I went out the other day, March 3rd, and planted two types of lettuce, spinach and Sugar Snap peas. If all goes at least halfway decently with the weather, I should be eating salad by the end of April or the firt week of May. Many people wait until they can run their tillers to start planting, but here is what I do.
Take a grass rake and clear the leaves and sticks from an area you want to plant. Then scrape the ground (it was pure wet muck when I did this) with the rake and loosen up the soil. You don't have to go very deep, I probably only loosened to about 1 inch deep, if that. Then scatter your seeds in a wide row, my rows were about 1 foot wide. While holding the rake straight up and down, LIGHTLY tamp down the area with the flat side of the rake.
I didn't have any dry, loose soil to cover it but tamping the seeds down in that rough soil should suffice.

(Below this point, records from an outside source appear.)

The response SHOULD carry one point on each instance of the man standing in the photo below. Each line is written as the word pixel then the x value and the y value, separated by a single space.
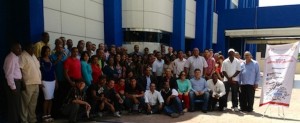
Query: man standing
pixel 13 77
pixel 38 46
pixel 32 78
pixel 199 90
pixel 173 105
pixel 72 68
pixel 231 68
pixel 211 64
pixel 147 79
pixel 249 79
pixel 136 51
pixel 179 64
pixel 195 62
pixel 217 91
pixel 157 69
pixel 153 99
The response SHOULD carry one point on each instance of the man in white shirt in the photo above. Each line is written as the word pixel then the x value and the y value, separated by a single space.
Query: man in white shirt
pixel 231 68
pixel 179 64
pixel 31 73
pixel 217 91
pixel 195 62
pixel 157 69
pixel 13 77
pixel 153 99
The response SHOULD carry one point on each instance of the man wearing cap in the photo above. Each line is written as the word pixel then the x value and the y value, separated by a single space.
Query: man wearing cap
pixel 231 68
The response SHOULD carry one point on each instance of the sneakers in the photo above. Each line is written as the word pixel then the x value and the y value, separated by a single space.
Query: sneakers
pixel 236 109
pixel 174 115
pixel 117 114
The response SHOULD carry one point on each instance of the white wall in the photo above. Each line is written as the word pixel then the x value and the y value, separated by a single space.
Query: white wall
pixel 74 19
pixel 148 14
pixel 190 18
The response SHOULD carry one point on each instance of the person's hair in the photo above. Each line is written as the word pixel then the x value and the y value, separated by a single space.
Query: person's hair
pixel 93 57
pixel 181 73
pixel 83 54
pixel 43 51
pixel 221 57
pixel 197 69
pixel 73 48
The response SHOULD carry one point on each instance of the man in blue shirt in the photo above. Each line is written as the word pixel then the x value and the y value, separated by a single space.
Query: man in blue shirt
pixel 199 91
pixel 248 83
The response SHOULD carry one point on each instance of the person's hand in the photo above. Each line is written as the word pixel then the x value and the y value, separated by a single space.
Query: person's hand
pixel 120 101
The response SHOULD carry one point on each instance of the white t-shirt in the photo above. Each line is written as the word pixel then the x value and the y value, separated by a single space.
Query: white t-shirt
pixel 179 66
pixel 230 68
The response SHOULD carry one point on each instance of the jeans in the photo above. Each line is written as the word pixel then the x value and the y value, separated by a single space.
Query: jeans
pixel 204 97
pixel 247 97
pixel 174 107
pixel 234 93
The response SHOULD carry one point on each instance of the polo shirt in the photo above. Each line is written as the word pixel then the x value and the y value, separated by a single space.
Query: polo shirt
pixel 230 68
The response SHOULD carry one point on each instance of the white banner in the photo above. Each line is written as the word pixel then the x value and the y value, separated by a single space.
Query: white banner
pixel 280 66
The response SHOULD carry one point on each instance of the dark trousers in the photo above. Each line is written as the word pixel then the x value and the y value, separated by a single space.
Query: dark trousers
pixel 247 97
pixel 234 93
pixel 14 103
pixel 213 101
pixel 204 97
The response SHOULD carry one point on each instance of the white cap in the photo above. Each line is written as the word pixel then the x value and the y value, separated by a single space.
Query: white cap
pixel 231 50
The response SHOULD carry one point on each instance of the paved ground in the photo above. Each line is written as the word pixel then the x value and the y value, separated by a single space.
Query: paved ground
pixel 292 114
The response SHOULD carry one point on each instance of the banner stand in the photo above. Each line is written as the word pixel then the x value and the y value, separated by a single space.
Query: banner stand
pixel 280 112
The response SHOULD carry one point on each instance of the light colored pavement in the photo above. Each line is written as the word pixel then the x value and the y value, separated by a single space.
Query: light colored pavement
pixel 292 114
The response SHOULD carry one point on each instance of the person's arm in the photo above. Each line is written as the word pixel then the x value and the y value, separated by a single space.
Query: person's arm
pixel 257 76
pixel 222 88
pixel 9 68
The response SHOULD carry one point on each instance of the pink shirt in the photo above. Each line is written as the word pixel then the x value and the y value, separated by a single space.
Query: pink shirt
pixel 211 65
pixel 12 69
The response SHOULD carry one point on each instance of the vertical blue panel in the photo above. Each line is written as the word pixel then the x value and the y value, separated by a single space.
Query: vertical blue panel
pixel 209 30
pixel 201 25
pixel 36 12
pixel 113 33
pixel 178 36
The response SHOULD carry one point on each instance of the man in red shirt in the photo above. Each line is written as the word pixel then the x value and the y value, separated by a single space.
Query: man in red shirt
pixel 72 67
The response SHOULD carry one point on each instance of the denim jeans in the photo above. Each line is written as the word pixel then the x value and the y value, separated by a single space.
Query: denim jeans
pixel 204 97
pixel 174 107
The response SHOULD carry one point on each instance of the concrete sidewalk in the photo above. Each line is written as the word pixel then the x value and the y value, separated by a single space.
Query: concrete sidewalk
pixel 292 115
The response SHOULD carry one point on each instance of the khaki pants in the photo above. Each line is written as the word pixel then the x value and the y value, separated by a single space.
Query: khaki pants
pixel 28 103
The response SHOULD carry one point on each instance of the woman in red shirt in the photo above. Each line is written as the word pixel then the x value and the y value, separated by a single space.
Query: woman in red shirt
pixel 96 70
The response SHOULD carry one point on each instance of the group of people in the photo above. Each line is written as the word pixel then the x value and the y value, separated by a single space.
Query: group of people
pixel 85 81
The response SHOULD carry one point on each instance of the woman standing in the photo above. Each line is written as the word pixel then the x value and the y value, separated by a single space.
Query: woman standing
pixel 184 87
pixel 96 70
pixel 86 69
pixel 109 70
pixel 48 82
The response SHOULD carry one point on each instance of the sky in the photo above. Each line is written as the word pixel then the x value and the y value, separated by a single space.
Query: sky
pixel 263 3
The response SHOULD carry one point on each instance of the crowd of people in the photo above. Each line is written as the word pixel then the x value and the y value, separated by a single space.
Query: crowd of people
pixel 85 81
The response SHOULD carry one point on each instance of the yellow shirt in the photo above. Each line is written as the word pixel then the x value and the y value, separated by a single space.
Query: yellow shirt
pixel 38 48
pixel 30 67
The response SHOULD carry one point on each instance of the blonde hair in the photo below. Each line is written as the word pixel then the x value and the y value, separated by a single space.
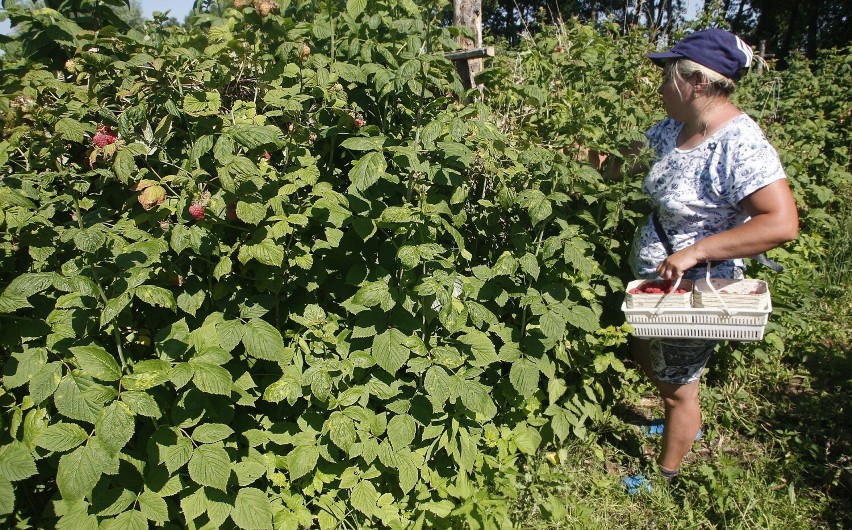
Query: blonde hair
pixel 717 84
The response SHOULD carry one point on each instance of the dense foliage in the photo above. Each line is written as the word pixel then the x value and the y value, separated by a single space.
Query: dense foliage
pixel 273 270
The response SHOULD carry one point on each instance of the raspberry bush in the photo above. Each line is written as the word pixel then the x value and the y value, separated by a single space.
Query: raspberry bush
pixel 271 270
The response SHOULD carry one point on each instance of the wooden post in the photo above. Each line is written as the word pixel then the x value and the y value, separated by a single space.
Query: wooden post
pixel 468 13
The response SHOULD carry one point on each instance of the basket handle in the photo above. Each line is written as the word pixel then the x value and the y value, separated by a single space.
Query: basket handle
pixel 727 311
pixel 659 306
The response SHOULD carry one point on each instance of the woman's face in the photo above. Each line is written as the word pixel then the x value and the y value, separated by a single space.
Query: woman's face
pixel 677 93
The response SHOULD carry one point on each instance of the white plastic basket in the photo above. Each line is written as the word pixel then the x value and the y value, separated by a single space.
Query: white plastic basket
pixel 672 299
pixel 722 292
pixel 720 321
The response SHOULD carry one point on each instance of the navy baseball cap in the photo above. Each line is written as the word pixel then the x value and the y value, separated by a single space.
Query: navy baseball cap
pixel 717 49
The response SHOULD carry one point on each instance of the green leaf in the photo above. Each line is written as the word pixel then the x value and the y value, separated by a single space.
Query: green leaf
pixel 254 136
pixel 267 252
pixel 141 403
pixel 524 376
pixel 527 439
pixel 583 317
pixel 130 520
pixel 253 213
pixel 302 460
pixel 211 432
pixel 263 341
pixel 97 362
pixel 211 379
pixel 401 431
pixel 437 384
pixel 70 129
pixel 90 240
pixel 7 497
pixel 153 507
pixel 389 350
pixel 78 472
pixel 114 307
pixel 44 383
pixel 355 7
pixel 202 103
pixel 61 437
pixel 364 497
pixel 364 143
pixel 210 466
pixel 483 349
pixel 16 462
pixel 367 170
pixel 156 296
pixel 252 510
pixel 73 401
pixel 115 426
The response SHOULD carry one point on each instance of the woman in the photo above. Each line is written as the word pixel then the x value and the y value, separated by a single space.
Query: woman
pixel 719 194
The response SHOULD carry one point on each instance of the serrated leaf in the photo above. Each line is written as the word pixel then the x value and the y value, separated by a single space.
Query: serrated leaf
pixel 72 402
pixel 129 520
pixel 97 362
pixel 115 426
pixel 302 460
pixel 583 317
pixel 78 472
pixel 363 497
pixel 367 170
pixel 355 7
pixel 90 240
pixel 389 350
pixel 263 341
pixel 61 437
pixel 210 466
pixel 141 403
pixel 252 510
pixel 211 379
pixel 254 136
pixel 153 507
pixel 45 382
pixel 482 347
pixel 401 431
pixel 211 432
pixel 156 296
pixel 7 497
pixel 16 462
pixel 70 129
pixel 524 377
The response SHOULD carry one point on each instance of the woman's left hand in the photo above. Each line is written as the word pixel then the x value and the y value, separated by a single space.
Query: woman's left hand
pixel 676 265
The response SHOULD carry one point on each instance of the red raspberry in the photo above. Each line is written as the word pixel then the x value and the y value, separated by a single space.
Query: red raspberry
pixel 103 139
pixel 196 210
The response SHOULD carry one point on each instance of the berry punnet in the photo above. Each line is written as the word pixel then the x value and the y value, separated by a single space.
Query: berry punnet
pixel 656 287
pixel 196 210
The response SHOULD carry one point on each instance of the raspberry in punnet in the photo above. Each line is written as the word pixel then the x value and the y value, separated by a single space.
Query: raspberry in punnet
pixel 196 210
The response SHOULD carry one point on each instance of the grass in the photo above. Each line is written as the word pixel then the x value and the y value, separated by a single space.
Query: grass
pixel 776 451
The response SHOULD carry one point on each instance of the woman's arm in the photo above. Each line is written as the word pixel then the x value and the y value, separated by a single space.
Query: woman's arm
pixel 774 220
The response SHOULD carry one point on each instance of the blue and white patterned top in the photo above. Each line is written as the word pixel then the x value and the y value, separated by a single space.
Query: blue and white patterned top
pixel 696 192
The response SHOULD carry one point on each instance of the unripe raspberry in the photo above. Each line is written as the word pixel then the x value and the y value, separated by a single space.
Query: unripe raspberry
pixel 196 210
pixel 104 138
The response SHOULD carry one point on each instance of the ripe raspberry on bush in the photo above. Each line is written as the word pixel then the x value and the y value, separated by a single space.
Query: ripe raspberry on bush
pixel 196 210
pixel 104 137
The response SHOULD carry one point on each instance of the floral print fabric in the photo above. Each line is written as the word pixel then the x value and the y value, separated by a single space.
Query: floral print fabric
pixel 696 192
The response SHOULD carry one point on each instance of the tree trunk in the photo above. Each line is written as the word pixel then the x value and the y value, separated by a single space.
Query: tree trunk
pixel 468 13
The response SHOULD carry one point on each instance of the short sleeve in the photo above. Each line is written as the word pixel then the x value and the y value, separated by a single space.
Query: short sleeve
pixel 753 164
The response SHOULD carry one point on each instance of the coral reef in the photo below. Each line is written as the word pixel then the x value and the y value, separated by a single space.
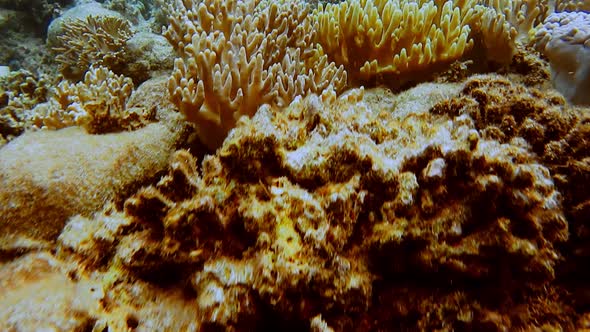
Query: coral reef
pixel 230 172
pixel 20 91
pixel 48 176
pixel 377 37
pixel 97 40
pixel 237 56
pixel 564 39
pixel 98 104
pixel 339 207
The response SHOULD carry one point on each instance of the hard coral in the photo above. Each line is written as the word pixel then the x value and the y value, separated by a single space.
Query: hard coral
pixel 336 206
pixel 237 56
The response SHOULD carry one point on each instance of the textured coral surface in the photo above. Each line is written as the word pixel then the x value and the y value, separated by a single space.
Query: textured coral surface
pixel 253 184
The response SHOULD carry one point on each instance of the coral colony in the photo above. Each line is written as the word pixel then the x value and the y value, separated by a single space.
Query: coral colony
pixel 290 165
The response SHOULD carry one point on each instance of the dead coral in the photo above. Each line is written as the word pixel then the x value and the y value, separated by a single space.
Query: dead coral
pixel 324 207
pixel 98 41
pixel 557 132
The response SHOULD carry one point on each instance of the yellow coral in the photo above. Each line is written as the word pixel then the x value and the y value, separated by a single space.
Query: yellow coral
pixel 237 56
pixel 374 37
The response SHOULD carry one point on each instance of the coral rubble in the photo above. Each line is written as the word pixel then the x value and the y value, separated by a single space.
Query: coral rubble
pixel 340 208
pixel 205 165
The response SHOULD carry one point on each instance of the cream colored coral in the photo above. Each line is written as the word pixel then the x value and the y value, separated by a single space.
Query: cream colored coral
pixel 564 39
pixel 95 41
pixel 237 56
pixel 571 5
pixel 374 37
pixel 97 103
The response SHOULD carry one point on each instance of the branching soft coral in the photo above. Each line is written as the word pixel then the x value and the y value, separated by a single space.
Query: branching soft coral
pixel 237 56
pixel 376 37
pixel 98 104
pixel 96 41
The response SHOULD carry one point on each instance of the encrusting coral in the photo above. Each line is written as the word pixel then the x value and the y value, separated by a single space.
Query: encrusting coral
pixel 336 206
pixel 237 56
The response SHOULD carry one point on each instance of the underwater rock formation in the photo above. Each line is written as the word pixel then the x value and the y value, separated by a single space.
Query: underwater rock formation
pixel 287 202
pixel 342 208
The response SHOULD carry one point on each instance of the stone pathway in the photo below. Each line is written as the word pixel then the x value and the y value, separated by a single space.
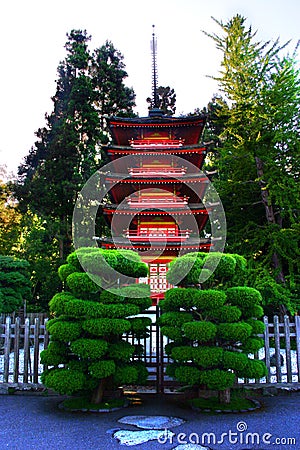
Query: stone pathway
pixel 153 428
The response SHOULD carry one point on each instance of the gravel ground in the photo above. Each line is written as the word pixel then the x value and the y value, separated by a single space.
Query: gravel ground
pixel 35 422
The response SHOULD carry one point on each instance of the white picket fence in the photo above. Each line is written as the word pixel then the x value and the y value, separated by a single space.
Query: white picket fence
pixel 21 342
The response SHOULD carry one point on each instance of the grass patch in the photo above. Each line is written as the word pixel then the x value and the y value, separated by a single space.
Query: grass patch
pixel 83 404
pixel 213 404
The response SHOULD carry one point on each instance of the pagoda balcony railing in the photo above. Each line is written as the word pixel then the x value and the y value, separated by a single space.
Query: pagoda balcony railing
pixel 157 143
pixel 158 201
pixel 168 236
pixel 148 171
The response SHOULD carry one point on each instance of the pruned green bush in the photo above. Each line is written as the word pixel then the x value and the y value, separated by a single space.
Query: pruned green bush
pixel 234 360
pixel 64 331
pixel 87 331
pixel 175 318
pixel 236 332
pixel 188 375
pixel 209 299
pixel 121 351
pixel 65 270
pixel 225 313
pixel 102 369
pixel 200 331
pixel 244 296
pixel 213 326
pixel 182 354
pixel 252 345
pixel 64 381
pixel 81 283
pixel 253 369
pixel 206 357
pixel 105 326
pixel 217 379
pixel 89 348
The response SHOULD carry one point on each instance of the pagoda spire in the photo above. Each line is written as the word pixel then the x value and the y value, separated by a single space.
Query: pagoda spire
pixel 154 69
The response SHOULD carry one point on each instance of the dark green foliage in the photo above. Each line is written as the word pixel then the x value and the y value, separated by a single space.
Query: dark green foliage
pixel 81 283
pixel 207 356
pixel 217 379
pixel 234 331
pixel 243 296
pixel 65 270
pixel 105 326
pixel 102 369
pixel 175 318
pixel 225 314
pixel 89 348
pixel 64 331
pixel 122 351
pixel 188 375
pixel 64 381
pixel 126 374
pixel 252 345
pixel 55 354
pixel 214 327
pixel 58 302
pixel 200 331
pixel 182 354
pixel 89 324
pixel 234 360
pixel 15 285
pixel 209 299
pixel 253 369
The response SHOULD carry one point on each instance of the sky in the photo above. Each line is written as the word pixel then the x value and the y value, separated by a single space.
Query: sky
pixel 33 35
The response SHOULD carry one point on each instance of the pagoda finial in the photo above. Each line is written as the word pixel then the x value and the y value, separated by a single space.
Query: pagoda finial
pixel 154 69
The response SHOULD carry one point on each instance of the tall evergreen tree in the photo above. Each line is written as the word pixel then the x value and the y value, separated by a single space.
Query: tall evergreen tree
pixel 259 159
pixel 68 150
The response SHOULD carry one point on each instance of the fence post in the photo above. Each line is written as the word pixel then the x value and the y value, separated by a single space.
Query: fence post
pixel 7 342
pixel 297 327
pixel 267 347
pixel 36 352
pixel 16 349
pixel 277 349
pixel 288 348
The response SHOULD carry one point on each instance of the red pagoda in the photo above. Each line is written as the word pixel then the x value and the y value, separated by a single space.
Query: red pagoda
pixel 156 188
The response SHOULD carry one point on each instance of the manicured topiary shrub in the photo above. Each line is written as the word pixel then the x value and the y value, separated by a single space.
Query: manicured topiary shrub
pixel 88 352
pixel 213 326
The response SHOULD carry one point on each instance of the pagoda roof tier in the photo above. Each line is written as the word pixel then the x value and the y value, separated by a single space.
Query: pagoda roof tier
pixel 187 128
pixel 155 149
pixel 193 244
pixel 192 187
pixel 192 217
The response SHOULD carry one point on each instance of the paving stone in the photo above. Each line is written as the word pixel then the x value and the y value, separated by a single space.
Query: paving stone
pixel 152 422
pixel 130 438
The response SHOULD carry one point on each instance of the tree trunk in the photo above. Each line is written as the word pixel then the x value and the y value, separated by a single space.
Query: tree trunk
pixel 97 395
pixel 224 396
pixel 280 278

Just for a light mulch, I grabbed handfuls of some grass cuttings that were in a pile from the fall, and lightly covered the seeded area to give it a light mulch.
I have been doing this for some years now and it usually works well. I have even had snow on my spinach before, but it didn't harm it. I am a very competitive person and it's always fun to eat a salad from your garden at the beginning of May, but I make sure to tell my gardening friends that I did so! Yes, I like to rub it in. This is about the same time most people are thinking of buying their seeds, but you will be eating from your garden already.
Here is a picture of what the garden looks like right now. Yes, it is trashed and I have my work cut out for me. But I still was able to plant the other day on the back side of the garden where it is cleared somewhat.
This will be a fun picture to look back on later on this year, after I have everything cleared out and the veggies planted.